- Directed by: René "Residente" Pérez Joglar
- Screenplay by: René "Residente" Pérez Joglar; Alexander Dinelaris Jr.;
- Produced by: René "Residente" Pérez Joglar; Erick Douât; Edward Norton; Bill Migliore;
- Starring: Benito "Bad Bunny" Martínez Ocasio; Viggo Mortensen; Edward Norton;
- Cinematography: Anthony Dod Mantle
- Music by: Gyða Valtýsdóttir
- Production companies: 1868 Studios; Class 5 Films;
- Country: United States
- Languages: English; Spanish;

= Porto Rico (film) =

Upcoming drama film by Residente

Porto Rico is an upcoming historical drama film directed by René "Residente" Pérez Joglar.

== Plot ==
The film is based on the life of Puerto Rican revolutionary José Maldonado Román, known as Águila Blanca (White Eagle), set in the late 19th century.

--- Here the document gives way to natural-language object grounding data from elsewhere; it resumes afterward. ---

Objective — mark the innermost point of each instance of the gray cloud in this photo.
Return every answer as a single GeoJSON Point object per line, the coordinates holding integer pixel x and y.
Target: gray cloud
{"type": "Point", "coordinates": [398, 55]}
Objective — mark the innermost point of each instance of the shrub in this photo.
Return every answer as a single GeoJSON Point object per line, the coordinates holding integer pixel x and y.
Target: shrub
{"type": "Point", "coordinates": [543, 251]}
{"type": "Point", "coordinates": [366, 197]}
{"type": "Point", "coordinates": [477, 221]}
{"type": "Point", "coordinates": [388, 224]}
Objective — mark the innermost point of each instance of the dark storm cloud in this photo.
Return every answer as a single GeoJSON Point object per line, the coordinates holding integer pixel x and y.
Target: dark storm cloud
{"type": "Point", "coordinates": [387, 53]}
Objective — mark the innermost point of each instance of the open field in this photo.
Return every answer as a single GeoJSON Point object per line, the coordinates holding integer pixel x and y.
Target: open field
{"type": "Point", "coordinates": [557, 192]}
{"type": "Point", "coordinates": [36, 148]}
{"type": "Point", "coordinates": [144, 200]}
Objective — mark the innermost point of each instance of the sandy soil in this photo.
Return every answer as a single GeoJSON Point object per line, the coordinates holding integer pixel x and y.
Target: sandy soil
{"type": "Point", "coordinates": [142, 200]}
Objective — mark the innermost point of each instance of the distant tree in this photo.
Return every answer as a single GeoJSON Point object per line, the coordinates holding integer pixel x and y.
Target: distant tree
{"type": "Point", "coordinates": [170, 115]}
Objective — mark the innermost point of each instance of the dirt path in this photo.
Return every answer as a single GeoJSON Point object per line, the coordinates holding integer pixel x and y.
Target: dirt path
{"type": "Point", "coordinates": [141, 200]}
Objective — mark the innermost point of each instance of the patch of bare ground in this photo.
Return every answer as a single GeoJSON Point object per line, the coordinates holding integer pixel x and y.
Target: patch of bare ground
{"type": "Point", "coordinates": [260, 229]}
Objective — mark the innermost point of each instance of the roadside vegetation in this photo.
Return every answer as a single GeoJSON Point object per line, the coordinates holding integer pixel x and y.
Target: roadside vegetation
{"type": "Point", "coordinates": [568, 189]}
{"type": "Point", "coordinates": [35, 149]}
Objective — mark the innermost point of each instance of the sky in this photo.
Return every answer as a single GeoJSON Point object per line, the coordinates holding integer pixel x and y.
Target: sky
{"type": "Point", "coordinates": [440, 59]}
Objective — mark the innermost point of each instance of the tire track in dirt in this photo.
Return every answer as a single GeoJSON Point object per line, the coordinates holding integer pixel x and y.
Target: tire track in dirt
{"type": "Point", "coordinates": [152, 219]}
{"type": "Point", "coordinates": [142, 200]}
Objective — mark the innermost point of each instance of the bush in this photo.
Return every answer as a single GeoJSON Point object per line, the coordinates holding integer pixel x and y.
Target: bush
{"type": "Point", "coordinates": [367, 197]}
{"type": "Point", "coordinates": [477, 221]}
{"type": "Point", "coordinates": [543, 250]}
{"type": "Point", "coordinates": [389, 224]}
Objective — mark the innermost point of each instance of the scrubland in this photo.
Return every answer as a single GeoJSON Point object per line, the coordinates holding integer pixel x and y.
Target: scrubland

Maldonado Román fought against colonialism by leading a gang of ex-convicts to vindicate Puerto Rico as it sought its identity as a country.

==Cast==
- Benito "Bad Bunny" Martínez Ocasio
- Viggo Mortensen
- Edward Norton
- Richard Gadd
- Rhenzy Feliz
- Ismael Cruz Córdova
- Daniel Brühl
- Rubén Blades
- Alberto Guerra
- Óscar Jaenada
- Luis Tosar
- Carmen Machi
- Marcel Ruiz
- Arian Cartaya

==Production==
It was announced in February 2023 that René "Residente" Pérez Joglar was to team with screenwriter Alexander Dinelaris Jr. to write a screenplay about Puerto Rican revolutionary José Maldonado Román. The project developed further in February 2026, when it was announced Joglar would be directing the film, with Benito "Bad Bunny" Martínez Ocasio, Viggo Mortensen, Edward Norton and Javier Bardem set to star. Alejandro González Iñárritu was announced to serve as an executive producer. Bardem exited the project by September, with Richard Gadd, Rhenzy Feliz, Daniel Brühl, and Rubén Blades among new cast additions announced.

Filming began in the Dominican Republic in August 2026.